BY TRACY-JO SMITH AND CHRISTINA WHITE
THE PRO-LIFE movement has given only a lukewarm welcome to the "Day for Life" celebrations unveiled by the Bishops' Conference of England and Wales this week.
The day, to be held on July 6, will be the first in a threeyear cycle. This year the focus will be upon children. Next year will be a day for the blessing of families and 2005 a day for the blessing of the aged.
In conjunction with the Redemptorists, the bishops have produced an eight-page supplement called Stay True to Life. and liturgical materials to enable priests to celebrate a Mass on the day.
Charles Wookey, assistant general secretary to the bishops' conference, said half a million copies had been produced at a cost of £25,000.
Archbishop Peter Smith told reporters: "In Evangelium Vitae, the Pope puts the life issues within the context of the family, and talks about the family as the sanctuary of life.
"What we are trying to do is get Catholics to take a positive view of life, of life as a gift. We are taking the Pope's view that in a discussion of life issues we must begin with life as a celebration.
"We are looking for our people to say: 'How can we possibly celebrate life? How can we promote children and child protection, which as you know, is a big issue, both in the Church and in society at large."
Josephine Quintavalle of the ProLife Alliance said she welcomed the day of celebrations, but was disappointed by the supplement.
She said: "Obviously we're delighted that, at long last, the bishops are setting aside a specific day in the calendar to address pm-life issues, and we hope it will be a day of great prayer and repentance.

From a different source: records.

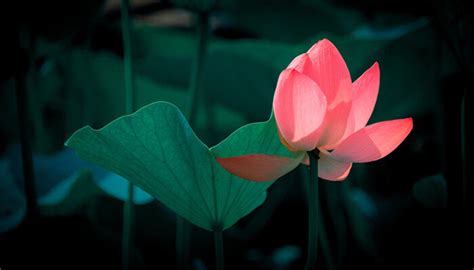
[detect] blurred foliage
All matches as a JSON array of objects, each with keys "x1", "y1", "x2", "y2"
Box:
[{"x1": 0, "y1": 0, "x2": 466, "y2": 269}]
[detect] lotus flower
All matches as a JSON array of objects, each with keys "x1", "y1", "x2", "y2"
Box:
[{"x1": 218, "y1": 39, "x2": 413, "y2": 181}]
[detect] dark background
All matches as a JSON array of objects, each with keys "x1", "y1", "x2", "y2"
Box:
[{"x1": 0, "y1": 0, "x2": 474, "y2": 270}]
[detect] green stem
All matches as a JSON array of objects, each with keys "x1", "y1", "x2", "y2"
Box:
[
  {"x1": 120, "y1": 0, "x2": 135, "y2": 270},
  {"x1": 214, "y1": 230, "x2": 224, "y2": 270},
  {"x1": 176, "y1": 13, "x2": 209, "y2": 270},
  {"x1": 461, "y1": 89, "x2": 468, "y2": 204},
  {"x1": 176, "y1": 216, "x2": 192, "y2": 270},
  {"x1": 186, "y1": 12, "x2": 209, "y2": 120},
  {"x1": 15, "y1": 31, "x2": 38, "y2": 222},
  {"x1": 304, "y1": 150, "x2": 319, "y2": 270}
]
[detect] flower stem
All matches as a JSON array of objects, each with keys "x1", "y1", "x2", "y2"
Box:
[
  {"x1": 186, "y1": 12, "x2": 209, "y2": 121},
  {"x1": 120, "y1": 0, "x2": 135, "y2": 270},
  {"x1": 15, "y1": 30, "x2": 38, "y2": 223},
  {"x1": 214, "y1": 229, "x2": 224, "y2": 270},
  {"x1": 304, "y1": 150, "x2": 319, "y2": 270},
  {"x1": 176, "y1": 12, "x2": 209, "y2": 270}
]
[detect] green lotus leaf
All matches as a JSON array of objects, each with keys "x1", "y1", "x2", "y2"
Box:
[{"x1": 66, "y1": 102, "x2": 272, "y2": 230}]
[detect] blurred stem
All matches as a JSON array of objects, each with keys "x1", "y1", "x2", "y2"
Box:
[
  {"x1": 461, "y1": 89, "x2": 468, "y2": 204},
  {"x1": 304, "y1": 149, "x2": 319, "y2": 270},
  {"x1": 186, "y1": 12, "x2": 209, "y2": 121},
  {"x1": 214, "y1": 229, "x2": 224, "y2": 270},
  {"x1": 120, "y1": 0, "x2": 135, "y2": 270},
  {"x1": 176, "y1": 218, "x2": 192, "y2": 270},
  {"x1": 15, "y1": 30, "x2": 38, "y2": 222},
  {"x1": 176, "y1": 13, "x2": 209, "y2": 270}
]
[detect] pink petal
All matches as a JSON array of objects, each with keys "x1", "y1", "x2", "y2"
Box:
[
  {"x1": 216, "y1": 154, "x2": 301, "y2": 182},
  {"x1": 305, "y1": 39, "x2": 352, "y2": 107},
  {"x1": 287, "y1": 53, "x2": 313, "y2": 74},
  {"x1": 316, "y1": 102, "x2": 352, "y2": 149},
  {"x1": 273, "y1": 69, "x2": 326, "y2": 151},
  {"x1": 352, "y1": 62, "x2": 380, "y2": 131},
  {"x1": 318, "y1": 151, "x2": 352, "y2": 181},
  {"x1": 303, "y1": 39, "x2": 352, "y2": 148},
  {"x1": 331, "y1": 117, "x2": 413, "y2": 163},
  {"x1": 328, "y1": 62, "x2": 380, "y2": 149}
]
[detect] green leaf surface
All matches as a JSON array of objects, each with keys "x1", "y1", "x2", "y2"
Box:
[
  {"x1": 66, "y1": 102, "x2": 272, "y2": 230},
  {"x1": 211, "y1": 114, "x2": 304, "y2": 160},
  {"x1": 211, "y1": 116, "x2": 305, "y2": 181}
]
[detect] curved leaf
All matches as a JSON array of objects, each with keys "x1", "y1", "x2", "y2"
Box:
[
  {"x1": 211, "y1": 115, "x2": 305, "y2": 181},
  {"x1": 66, "y1": 102, "x2": 271, "y2": 230}
]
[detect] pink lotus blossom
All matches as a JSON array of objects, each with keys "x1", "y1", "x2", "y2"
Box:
[{"x1": 218, "y1": 39, "x2": 413, "y2": 181}]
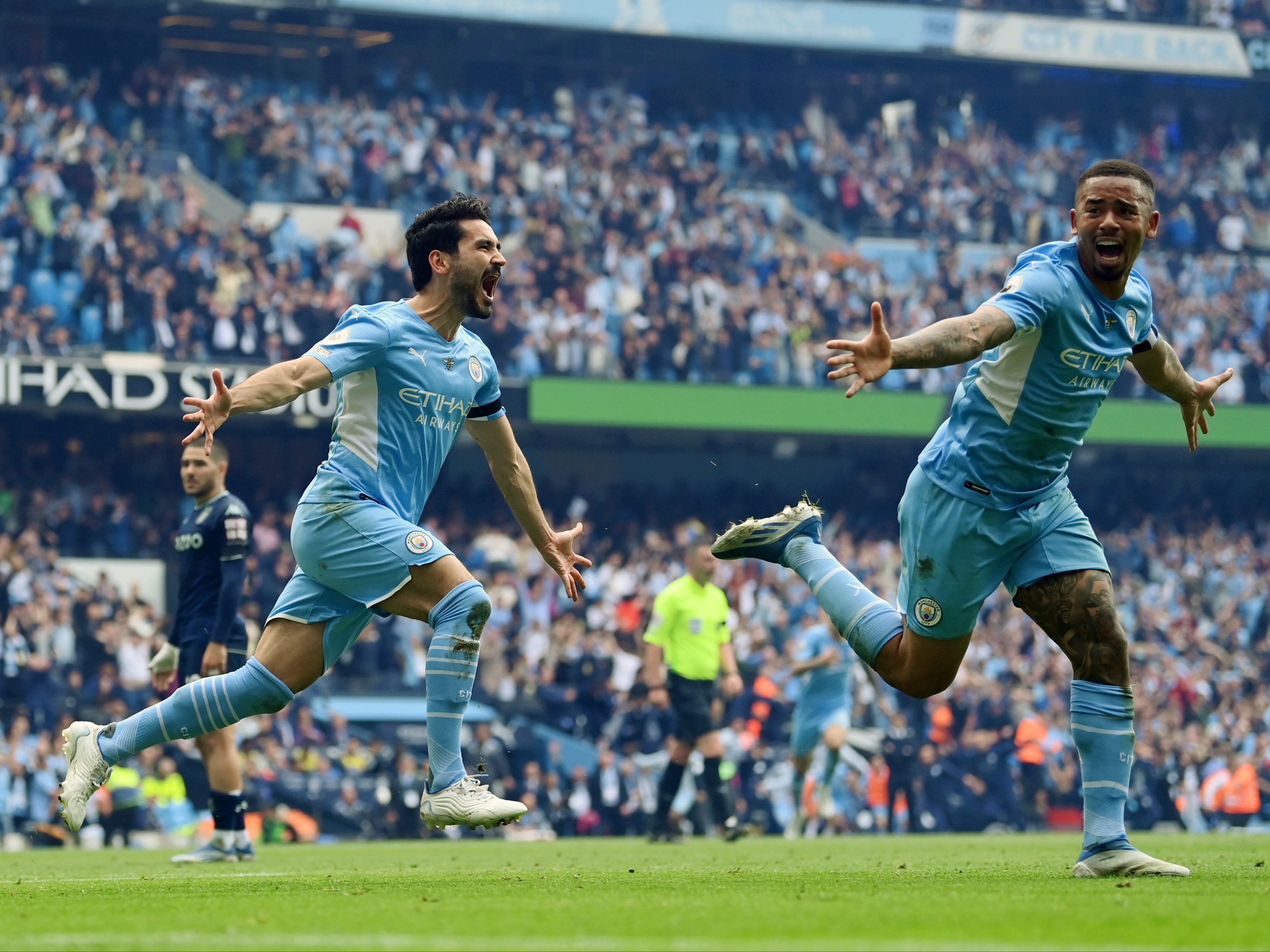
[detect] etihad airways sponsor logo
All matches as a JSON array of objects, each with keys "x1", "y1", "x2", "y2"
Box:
[
  {"x1": 1067, "y1": 374, "x2": 1116, "y2": 390},
  {"x1": 1058, "y1": 346, "x2": 1128, "y2": 374},
  {"x1": 397, "y1": 387, "x2": 476, "y2": 432}
]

"But as far as the magazine goes, I feel that the stalwarts that hold the pro-life movement together in this country will be disappointed. It is such an extraordinary mixture of the profound and absolutely superficial.
"Suggestions that we should have 'children to tea, tidy up the liturgy sheets, think about those we don't like', are just so increasingly trivial when contrasted with the relentless destruction of 600 unborn children through abortion."
Other pro-lifers have also expressed concern that the celebrations sideline abortion. They point to the section in Evangelium Vitae, where the Pope says the Day for Life should devote particular attention "to the seriousness of abortion and euthanasia, with out neglecting other aspects of life which from time to time deserve to be given careful consideration, as occasion and circumstances demand".
Jack Scarisbrick, of the national pro-life charity Life, said: "We're very grateful to the bishops for launching this ambitious Day for Life and hope that it will have a big
impact upon the Catholic community and remind them of the supreme importance of the pro-life cause.
"Stay True to Life speaks of the many dangers facing young people, but the supreme challenge is abortion and all that goes with it. This should be our central concern.
"We hope that the Day for Life, in subsequent years, will be clearly devoted to the prolife cause in the full and strict sense of the word."
Meanwhile, Bishop Thomas McMahon of Brentwood will become the first bishop in England and Wales to pray outside an abortion centre when he leads a silent vigil at a Marie Stopes Centre later this month.
The silent procession on June 14 has been organised by Fr Fidelis Moscinski and the London-based Franciscan Friars of the Renewal.